Jordan noted the IRS made an unannounced visit to Taibbi's house the day he testified in March, which "everyone understands … to be intimidation from our federal government" for Taibbi's reporting. 

The chairman said that's par for the course with the Biden administration. The FTC demanded Musk identify the Twitter Files authors and "inundated the company with harassing requests for information," while Slavitt pressured Twitter to remove a COVID tweet by Robert F. Kennedy Jr. three days into the new administration, Jordan said.

He also fumed at the FBI asking Bank of America for all of its customers' purchases in the D.C. area shortly after the Jan. 6 riot and "any" weapons purchases going back six months. 

Rep. Debbie Wasserman Schultz, D-Fla., tried to trap Taibbi by asking whether social media platforms should let "rape and murder be live-streamed," as Hamas did during its recent terrorist attack on Israel. 

Such content presumably already violates their terms of service, Taibbi retorted. "If a homeland security official echoed your opinion, you would call it censorship?" Schultz asked without letting him answer.

Lawmakers pondered the extent of their authority to inhibit federal coercion of social media, with Rep. Darrell Issa, R-Calif., wondering whether they could mandate the "instantaneous and transparent unveiling of any and all" federally tinged censorship, if technically possible.
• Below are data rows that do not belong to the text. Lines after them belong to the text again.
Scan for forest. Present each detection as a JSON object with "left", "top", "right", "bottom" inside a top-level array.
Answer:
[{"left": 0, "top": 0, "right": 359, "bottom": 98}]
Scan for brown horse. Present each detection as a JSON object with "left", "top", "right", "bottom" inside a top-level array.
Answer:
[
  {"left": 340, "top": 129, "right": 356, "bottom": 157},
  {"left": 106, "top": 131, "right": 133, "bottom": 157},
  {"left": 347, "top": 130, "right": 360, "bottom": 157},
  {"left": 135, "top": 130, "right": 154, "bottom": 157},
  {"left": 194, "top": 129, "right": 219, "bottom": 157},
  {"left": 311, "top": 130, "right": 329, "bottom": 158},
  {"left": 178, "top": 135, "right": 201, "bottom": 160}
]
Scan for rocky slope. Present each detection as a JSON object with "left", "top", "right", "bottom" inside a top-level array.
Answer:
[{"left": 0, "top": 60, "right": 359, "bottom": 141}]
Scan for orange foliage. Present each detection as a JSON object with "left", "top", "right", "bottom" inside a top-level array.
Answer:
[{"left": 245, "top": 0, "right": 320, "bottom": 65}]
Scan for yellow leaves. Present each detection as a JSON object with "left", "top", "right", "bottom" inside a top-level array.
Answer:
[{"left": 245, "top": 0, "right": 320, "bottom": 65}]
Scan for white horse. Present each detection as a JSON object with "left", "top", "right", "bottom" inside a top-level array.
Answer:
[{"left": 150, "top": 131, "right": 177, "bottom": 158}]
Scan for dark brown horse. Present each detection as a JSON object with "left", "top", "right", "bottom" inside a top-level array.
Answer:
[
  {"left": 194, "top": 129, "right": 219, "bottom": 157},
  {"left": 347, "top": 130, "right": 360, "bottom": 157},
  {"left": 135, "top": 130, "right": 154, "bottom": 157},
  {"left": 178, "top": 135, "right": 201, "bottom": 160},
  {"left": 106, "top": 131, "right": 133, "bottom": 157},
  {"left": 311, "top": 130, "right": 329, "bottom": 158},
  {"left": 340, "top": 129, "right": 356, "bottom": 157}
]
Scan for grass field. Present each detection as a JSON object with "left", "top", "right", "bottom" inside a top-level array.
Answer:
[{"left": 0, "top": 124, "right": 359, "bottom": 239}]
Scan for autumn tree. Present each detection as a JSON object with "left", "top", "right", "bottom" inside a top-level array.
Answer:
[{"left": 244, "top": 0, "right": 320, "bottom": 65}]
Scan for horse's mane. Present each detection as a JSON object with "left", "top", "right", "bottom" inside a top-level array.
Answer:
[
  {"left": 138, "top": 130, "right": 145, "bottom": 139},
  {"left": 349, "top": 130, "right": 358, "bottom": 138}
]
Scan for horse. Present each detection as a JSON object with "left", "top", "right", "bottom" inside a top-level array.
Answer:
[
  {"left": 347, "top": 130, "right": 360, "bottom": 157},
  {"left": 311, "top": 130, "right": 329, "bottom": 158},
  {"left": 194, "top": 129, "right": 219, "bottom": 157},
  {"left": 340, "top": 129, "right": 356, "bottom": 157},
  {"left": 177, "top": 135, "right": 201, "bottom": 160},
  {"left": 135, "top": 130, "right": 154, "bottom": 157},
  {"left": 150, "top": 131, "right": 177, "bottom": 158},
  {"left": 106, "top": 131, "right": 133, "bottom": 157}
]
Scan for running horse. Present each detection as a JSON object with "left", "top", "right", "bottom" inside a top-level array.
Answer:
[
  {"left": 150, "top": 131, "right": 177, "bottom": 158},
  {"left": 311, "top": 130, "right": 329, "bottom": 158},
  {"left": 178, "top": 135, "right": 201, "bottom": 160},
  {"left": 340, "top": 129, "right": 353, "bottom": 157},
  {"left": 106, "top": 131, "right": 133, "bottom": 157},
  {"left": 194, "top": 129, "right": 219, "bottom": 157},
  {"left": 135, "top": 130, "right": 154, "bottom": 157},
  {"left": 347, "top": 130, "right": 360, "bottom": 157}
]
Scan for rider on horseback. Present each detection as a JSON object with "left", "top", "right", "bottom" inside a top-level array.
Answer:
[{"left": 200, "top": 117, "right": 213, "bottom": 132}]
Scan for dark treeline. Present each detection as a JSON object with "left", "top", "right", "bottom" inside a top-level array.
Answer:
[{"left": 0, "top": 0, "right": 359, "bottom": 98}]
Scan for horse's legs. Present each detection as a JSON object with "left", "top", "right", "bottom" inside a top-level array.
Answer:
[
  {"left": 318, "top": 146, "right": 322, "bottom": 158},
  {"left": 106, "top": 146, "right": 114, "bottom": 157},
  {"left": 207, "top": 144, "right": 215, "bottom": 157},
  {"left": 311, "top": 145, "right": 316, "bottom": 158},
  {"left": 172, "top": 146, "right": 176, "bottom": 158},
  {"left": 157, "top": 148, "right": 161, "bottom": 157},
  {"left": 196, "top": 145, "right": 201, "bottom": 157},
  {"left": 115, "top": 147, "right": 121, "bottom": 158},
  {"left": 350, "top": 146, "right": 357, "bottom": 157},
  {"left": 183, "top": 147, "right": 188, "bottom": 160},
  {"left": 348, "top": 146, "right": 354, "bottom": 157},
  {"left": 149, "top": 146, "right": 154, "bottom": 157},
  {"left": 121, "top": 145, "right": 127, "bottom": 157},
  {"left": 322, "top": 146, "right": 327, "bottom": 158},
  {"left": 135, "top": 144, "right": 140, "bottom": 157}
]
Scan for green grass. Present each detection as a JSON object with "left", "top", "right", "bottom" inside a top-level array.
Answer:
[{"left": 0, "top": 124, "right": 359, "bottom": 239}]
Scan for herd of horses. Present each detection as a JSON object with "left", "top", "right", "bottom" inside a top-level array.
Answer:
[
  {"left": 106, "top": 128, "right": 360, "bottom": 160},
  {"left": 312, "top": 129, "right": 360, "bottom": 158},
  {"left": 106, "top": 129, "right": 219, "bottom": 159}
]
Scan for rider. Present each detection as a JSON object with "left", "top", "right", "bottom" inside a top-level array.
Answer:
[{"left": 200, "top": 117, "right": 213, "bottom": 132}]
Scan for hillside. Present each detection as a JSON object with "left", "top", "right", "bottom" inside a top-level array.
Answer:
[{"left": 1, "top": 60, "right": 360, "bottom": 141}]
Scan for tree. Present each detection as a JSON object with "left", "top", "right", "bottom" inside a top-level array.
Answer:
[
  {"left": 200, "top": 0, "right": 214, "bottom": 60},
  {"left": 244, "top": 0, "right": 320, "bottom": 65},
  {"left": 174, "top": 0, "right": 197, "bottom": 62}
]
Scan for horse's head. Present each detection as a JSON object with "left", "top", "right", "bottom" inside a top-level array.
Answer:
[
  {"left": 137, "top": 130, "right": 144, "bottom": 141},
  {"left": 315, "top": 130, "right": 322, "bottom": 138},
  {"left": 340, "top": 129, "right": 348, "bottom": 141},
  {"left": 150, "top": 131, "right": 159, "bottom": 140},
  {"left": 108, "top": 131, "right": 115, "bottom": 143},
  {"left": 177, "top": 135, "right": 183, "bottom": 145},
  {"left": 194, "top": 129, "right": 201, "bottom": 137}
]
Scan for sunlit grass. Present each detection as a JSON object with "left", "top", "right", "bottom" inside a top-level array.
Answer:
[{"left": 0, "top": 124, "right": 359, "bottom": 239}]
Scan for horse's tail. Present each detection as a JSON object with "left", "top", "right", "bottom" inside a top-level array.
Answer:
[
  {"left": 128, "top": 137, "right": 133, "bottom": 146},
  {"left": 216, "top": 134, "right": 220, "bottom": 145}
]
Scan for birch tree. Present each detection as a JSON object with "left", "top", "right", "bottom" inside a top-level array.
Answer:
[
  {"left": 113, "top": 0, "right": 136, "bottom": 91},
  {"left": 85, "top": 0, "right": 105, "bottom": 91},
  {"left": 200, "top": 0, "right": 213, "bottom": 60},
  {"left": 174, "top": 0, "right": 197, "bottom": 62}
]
Shellenberger recommended lawmakers make Section 230 liability protections for third-party content contingent on tech platforms letting adult users "moderate our own legal content through filters that we choose and whose algorithms are transparent to all of us." 

Rep. Greg Steube, R-Fla., said he and Jordan were each working on legislation regarding Section 230 – part of the 1996 Communications Decency Act that essentially provides immunity for online computer services regarding third-party content generated by users.

"It's clear to me that Congress must act and hold these government officials accountable" by enacting "transparency measures" on their behind-the-scenes pressure, he said.